I have been a big fan of Dynafit since the TLT5.  Most of the skis I do use are still Dynafit.  There are 2 dozen pairs of skis in my shop, many still unmounted.   I just slowed down mounting and testing once I found a couple of skis I really liked and was writing less.   But may be I am just a hoarder?!  I had a chance to go to Las Lenas late summer of 2015.   And lucky enough to snag a pair of early Dynafit Denalis to take along.  I simply loved the ski.  There on a mostly Spring corn or glare ice conditions.    I looked for the ski on sale the next summer and was able to buy a couple of spare pair, cheap.  But still skiing on my original pair that have been drilled twice.  The early word came down that the Denali was breaking and was going to be discontinued and then replaced.  I thought bummer!  At least we'll get another ski like it.  The replacement was called the Dhaulagiri and bright pumpkin orange in color.  
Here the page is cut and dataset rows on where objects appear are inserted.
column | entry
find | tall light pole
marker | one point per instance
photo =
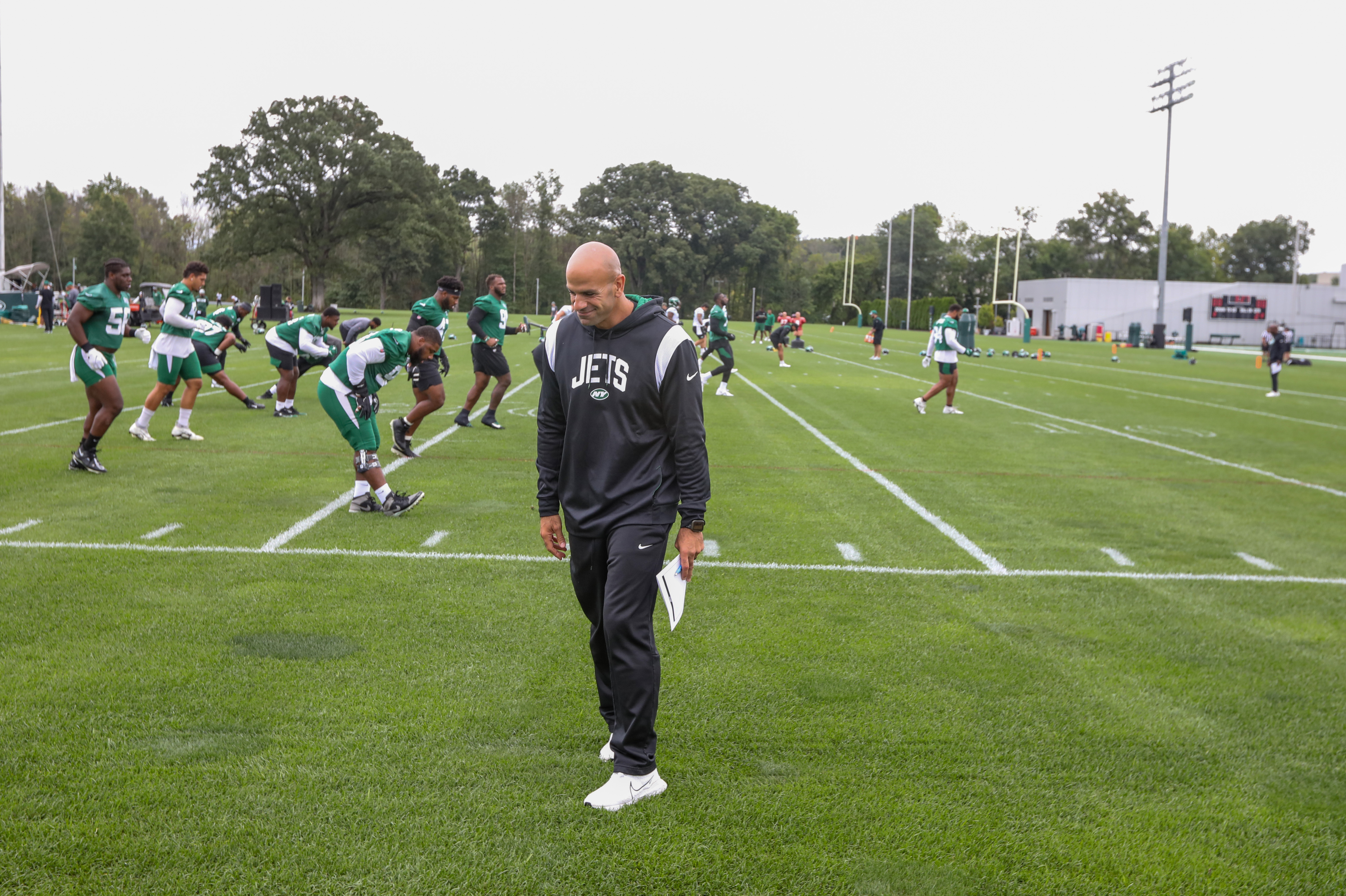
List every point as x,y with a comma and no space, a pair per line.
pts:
1170,97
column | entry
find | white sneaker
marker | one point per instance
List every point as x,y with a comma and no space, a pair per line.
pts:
624,790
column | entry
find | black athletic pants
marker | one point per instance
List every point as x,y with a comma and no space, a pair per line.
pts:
614,582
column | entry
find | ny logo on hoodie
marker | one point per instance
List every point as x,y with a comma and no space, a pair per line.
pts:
602,369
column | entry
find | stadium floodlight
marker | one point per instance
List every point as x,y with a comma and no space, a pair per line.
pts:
1166,100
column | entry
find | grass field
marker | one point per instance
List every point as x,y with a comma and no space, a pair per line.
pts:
911,668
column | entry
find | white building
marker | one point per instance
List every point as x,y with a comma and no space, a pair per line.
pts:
1317,313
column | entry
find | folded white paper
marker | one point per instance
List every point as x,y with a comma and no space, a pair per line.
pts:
674,590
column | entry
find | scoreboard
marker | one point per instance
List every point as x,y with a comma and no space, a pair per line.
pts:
1238,309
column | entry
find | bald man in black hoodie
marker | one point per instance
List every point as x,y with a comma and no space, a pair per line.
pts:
621,446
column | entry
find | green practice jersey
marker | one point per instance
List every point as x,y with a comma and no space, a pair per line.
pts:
719,322
496,319
108,323
212,333
940,326
398,349
189,310
290,330
435,317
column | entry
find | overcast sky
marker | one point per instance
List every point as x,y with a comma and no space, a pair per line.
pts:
842,114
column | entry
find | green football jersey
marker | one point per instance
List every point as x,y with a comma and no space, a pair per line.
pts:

The 176 Denali weighted in at 2# 12oz for one ski.
The 177 Dhaulagiri was @ 3# even for one ski.

Your probably asking, "why do I care?" by now.  You may not but here is why it interests me.

Enter the new Black Light 95.
The Black Light 178 weights in at the same old 2#12oz for one ski  or 1247gr. in my 178cm length.
 
All these skis are/were '95 plus under foot  I found the Denali and amazing all mountain ski.  Back country, touring, even lift skiing.  Amazing on ice and hard snow.  Good for the width in soft.  I really like it.  And have yet to break a pair.  The  Dhaulagiri is virtually the same ski as the Denali for side cut and rocker, "I think",  but I have yet to ski them.   The plan was I would mount them after I broke my current Denali.  Not happened yet.




The '95 Black light  I have to assume was a replacement for the Denali/Dhaulagiri size touring ski.   It is a slightly different shape and rocker.  And will obviously ski a little longer.  But a 177 aint gonna ski very "long" at any time.   Either way I wanted a pair.  Just wasn't willing  to fork out $750 for the experience.  As I said I have plenty of skis.  BackCountry.com was running them on sale this week.  $599 for a pair.  I bought in.
       
The Black Light I'll mount with race bindings and ski hard.   Should be fun to give some feed back once I get them on snow.  

Skis?  I am still looking for the magic ski that rules them all for my purposes :)  The stoke is back!